James Risen, an Investigative Journalist, and veteran New York Times Reporter, is now another name on the list of Journalists being prosecuted by the Obama Administration. Risen, whose reporting on warrantless wiretapping was published in 2006, is now facing jail time for the same material that earned him a Pulitzer Prize.
According to Democracy Now, Risen’s original story was supposed to be published in the New York Times prior to the Presidential election in 2004. However, the report was not published until 2006, because Risen was under “government pressure,” due to the fact that his article could have had an effect of the outcome between candidates George W. Bush and John Kerry.

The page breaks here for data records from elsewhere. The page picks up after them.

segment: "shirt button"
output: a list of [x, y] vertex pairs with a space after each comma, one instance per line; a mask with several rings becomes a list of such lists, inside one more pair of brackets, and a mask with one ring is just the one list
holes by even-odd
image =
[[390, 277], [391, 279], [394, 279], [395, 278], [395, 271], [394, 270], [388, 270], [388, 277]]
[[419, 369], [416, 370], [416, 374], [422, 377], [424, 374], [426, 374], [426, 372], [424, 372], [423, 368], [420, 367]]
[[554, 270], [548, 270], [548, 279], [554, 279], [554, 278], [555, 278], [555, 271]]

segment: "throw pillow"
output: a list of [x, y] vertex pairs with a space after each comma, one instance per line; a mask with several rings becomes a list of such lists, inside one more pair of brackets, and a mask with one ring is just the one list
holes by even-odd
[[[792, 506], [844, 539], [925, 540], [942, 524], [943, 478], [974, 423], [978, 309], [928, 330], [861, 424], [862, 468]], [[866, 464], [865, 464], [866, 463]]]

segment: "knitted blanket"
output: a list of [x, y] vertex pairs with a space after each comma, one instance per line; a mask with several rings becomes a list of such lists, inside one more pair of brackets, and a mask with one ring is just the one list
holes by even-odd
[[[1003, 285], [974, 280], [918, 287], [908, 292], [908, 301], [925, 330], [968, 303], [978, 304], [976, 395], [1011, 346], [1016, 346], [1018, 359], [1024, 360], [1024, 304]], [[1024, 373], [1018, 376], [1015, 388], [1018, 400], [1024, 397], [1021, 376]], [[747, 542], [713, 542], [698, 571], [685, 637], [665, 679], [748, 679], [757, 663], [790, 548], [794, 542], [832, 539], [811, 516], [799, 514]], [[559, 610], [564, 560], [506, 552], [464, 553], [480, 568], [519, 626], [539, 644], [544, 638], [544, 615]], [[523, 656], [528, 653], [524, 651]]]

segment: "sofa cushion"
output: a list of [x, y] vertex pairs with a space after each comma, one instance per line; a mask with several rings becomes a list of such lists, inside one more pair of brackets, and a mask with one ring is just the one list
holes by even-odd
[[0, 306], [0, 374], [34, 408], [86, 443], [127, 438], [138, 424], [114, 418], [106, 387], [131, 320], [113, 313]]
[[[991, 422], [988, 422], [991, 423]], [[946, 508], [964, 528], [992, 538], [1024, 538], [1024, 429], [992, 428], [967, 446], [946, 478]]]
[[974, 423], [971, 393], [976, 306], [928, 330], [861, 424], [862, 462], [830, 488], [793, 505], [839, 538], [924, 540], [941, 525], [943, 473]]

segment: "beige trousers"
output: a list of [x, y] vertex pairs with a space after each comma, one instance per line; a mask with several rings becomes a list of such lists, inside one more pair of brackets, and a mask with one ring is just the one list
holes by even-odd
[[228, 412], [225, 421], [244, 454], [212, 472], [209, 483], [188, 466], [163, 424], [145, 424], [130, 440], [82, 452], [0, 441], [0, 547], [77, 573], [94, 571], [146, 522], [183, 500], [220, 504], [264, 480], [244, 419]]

The same accounts included in the report, were also detailed in a book authored by Risen, titled, State of War: The Secret History of the CIA and the Bush Administration.
Now, Risen could face time in prison if he refuses to testify at the trial of ex-CIA analyst Jeffrey Sterling. Prosecutors claim Sterling gave Risen information on the CIA’s role in interfering with Iran’s nuclear program.
In a 2006 article from Risen, which includes excerpts from his book, he addressed the fact that although President Bush had insisted Iran should not be allowed to develop nuclear weapons, the country received blueprints to build a bomb in 2000, which came directly from the CIA.
According to Democracy Now, because of his revelations, Risen has been “pursued by both the Bush and Obama administrations in a six-year leak investigation,” and he has vowed to “go to jail rather than testify at Sterling’s trial, which is set to begin in January.”
When it comes to prosecuting whistleblowers, the Obama Administration holds the record with eight, which is more than double the three who were prosecuted by previous presidents.
The three journalists who were indicted prior to Obama’s presidency were Daniel Ellsberg in 1973, Samuel Morrison in 1985, and Larry Franklin in 2005.
Since Obama’s time in office, those prosecuted include Thomas Drake and Shamai Leibowitz in 2010, Chelsea Manning, John Kiriakou, and Donal Sachtleben in 2013, and Stephen Kim in 2014. The cases of Jeffrey Sterling and Edward Snowden are currently pending.
In addition to increasing the number of journalists indicted, Obama has also increased the price each one is forced to pay.
According to the American Civil Liberties Union (ACLU), due to press freedom concerns, “sentencing in media leak cases has historically been relatively light,” with only 24 months of jail time for the three whistleblowers prosecuted from 1973 to 2005.
However, ACLU noted that Obama has “secured 526 months of prison time for national security leakers,” with the majority given to Chelsea Manning, who was sentenced to 35 years.
Despite the fact that the odds of succeeding as a whistleblower, under the current administration, are not in his favor, James Risen told Democracy Now that he refuses to back down.
Risen said that “staying aggressive and continuing to investigate what the government is doing,” is the only thing the government respects, and is ultimately the only way to maintain press freedom.
“I want to keep finding out the truth,” said Risen. “It’s the thing I’ve tried to do my whole life, is be a reporter and be a writer. It’s the only thing I know how to do.”